George or is it Geoffrey Osborne irritates me at the best of times, but on Tuesday at the end of his speech announcing further government spending cuts, he excelled himself by dismissing all those resisting reforms as merely "vested interests". That's quite rich coming as it does from a representative of a group who vote on their own terms and conditions.
But aren't these 'vested interests' the very same skilled and professional staff required to make sure that 'Transforming Rehabilitation' actually has any chance of working? The leaked MoJ Risk Register highlighted that one of the biggest risks the whole daft idea faced was a disillusioned and unco-operative workforce that now has to contemplate the loss of annual salary increments. These may be denigrated by the Chancellor, but how does he think key experienced staff can be retained on the front line without some recognition of their expertise?
During the speech I was pleased when the camera caught a glimpse of a very glum-looking Chris Grayling, no doubt contemplating the success he's had in thoroughly stirring up the 'vested interests' throughout the entire criminal justice system. The fruits of his endeavours are beginning to show with a spirited Commons debate on the legal aid reforms yesterday and an emergency session of the Justice Affairs Select Committee scheduled for next Tuesday. I notice Ian Lawrence the new Napo General Secretary is among those called to give evidence.
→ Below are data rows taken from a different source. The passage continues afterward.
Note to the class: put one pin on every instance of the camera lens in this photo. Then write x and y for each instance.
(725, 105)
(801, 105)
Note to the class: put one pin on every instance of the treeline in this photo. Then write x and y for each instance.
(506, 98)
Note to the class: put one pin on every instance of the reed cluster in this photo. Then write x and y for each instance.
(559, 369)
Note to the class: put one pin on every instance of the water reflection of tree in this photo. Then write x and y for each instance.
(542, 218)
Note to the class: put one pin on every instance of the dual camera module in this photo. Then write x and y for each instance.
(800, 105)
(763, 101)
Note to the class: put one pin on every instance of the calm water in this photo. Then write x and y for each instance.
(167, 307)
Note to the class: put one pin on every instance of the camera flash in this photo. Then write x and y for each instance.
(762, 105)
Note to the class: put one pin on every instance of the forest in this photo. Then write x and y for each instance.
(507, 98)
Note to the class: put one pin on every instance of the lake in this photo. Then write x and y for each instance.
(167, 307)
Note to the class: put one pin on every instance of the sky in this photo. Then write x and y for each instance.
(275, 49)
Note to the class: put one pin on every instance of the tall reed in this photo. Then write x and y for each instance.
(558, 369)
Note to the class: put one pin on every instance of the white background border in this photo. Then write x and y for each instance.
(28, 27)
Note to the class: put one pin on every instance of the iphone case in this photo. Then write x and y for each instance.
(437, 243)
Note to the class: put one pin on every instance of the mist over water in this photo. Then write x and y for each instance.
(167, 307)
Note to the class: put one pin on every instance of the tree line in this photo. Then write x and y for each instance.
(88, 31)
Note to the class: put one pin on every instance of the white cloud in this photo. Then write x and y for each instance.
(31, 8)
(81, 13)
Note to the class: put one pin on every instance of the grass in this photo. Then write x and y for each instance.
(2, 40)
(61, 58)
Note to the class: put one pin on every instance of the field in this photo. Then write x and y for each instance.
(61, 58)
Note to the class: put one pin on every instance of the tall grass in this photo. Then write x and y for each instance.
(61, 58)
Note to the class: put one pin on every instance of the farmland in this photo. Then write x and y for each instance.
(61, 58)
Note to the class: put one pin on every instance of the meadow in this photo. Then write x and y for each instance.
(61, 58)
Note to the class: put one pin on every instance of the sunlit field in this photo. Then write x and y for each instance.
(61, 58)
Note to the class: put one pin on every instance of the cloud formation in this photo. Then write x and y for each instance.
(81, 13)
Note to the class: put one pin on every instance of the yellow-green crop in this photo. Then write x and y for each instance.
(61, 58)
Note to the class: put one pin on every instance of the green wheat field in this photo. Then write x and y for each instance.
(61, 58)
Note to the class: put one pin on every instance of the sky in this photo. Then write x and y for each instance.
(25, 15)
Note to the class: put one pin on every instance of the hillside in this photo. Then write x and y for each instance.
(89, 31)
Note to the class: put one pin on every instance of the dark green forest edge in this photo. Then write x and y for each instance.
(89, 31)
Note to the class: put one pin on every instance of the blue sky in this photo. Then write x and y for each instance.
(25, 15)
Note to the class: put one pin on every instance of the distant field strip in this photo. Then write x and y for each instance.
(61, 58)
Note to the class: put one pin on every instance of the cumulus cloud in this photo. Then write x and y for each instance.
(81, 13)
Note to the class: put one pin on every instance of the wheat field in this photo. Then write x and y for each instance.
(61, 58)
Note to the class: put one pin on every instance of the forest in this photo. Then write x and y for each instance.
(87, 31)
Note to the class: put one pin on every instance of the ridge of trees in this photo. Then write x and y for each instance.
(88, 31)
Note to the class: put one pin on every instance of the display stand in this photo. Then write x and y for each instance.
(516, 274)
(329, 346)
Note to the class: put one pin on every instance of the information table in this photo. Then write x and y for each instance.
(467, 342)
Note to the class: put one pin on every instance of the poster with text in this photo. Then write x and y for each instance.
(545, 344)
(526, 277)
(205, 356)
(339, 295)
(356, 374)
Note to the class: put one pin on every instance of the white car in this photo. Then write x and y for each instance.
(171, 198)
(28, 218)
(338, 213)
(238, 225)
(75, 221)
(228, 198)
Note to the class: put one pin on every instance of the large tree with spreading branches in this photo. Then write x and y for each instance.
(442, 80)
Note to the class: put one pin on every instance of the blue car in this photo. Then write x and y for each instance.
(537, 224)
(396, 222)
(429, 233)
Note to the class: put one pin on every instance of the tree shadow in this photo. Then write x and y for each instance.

Just as an aside, it's interesting to note that one Chris Grayling voted against the Labour government's 2007 Offender Management Bill at its third reading - the very legislation he is now using to dismantle the Probation Service. There's absolutely no principle or honour in much of politics and it should serve to confirm that winning the argument is all that matters, by what ever lawful means it takes.
It looks like the right wing press are beginning to get to grips with the likely consequences of 'Transforming Rehabilitation' as revealed in the official impact assessments - an extra 13,000 people going to prison each year. As quoted in the Daily Telegraph article, the minister Jeremy Wright commented:-
"We expect a short-term rise in the population as a result of these tougher and longer restrictions on offenders and we have enough prison places to effectively deal with this for the longer term goal of cutting re-offending."
These plans are supposed to save money of course, and reduce reoffending, but it's interesting to note that only yesterday the Treasury First Secretary Danny Alexander announced a new £100 million super-prison for 2,000 inmates to be built in Wrexham North Wales as part of the economic stimulation package for the UK economy. Apparently they are 'delighted' in Wales to have secured this investment, in stiff competition with North West England :-
"Going back to when I was leader of Wrexham Council, I have argued that there is a strong case for a new prison to be located in North Wales. Such a facility will certainly bring considerable economic benefits to our region and could lead to the creation of over a thousand jobs. This investment will provide a significant economic boost in our region.
When I spoke to the Ministry of Justice and Danny Alexander, it was clear that they were impressed by the business case put forward in favour of North Wales. I, alongside my Welsh Liberal Democrat colleagues, have been working tirelessly with Liberal Democrat Ministers in London to ensure a prison in North Wales would become a reality. Many across North Wales, including the six local authorities, have worked together on this bid and it shows what can be done when we work as a team."
Well that's certainly a ringing endorsement for more prisons! Lots of vested interest in keeping them filled by the sound of it too. I think I need a lie down.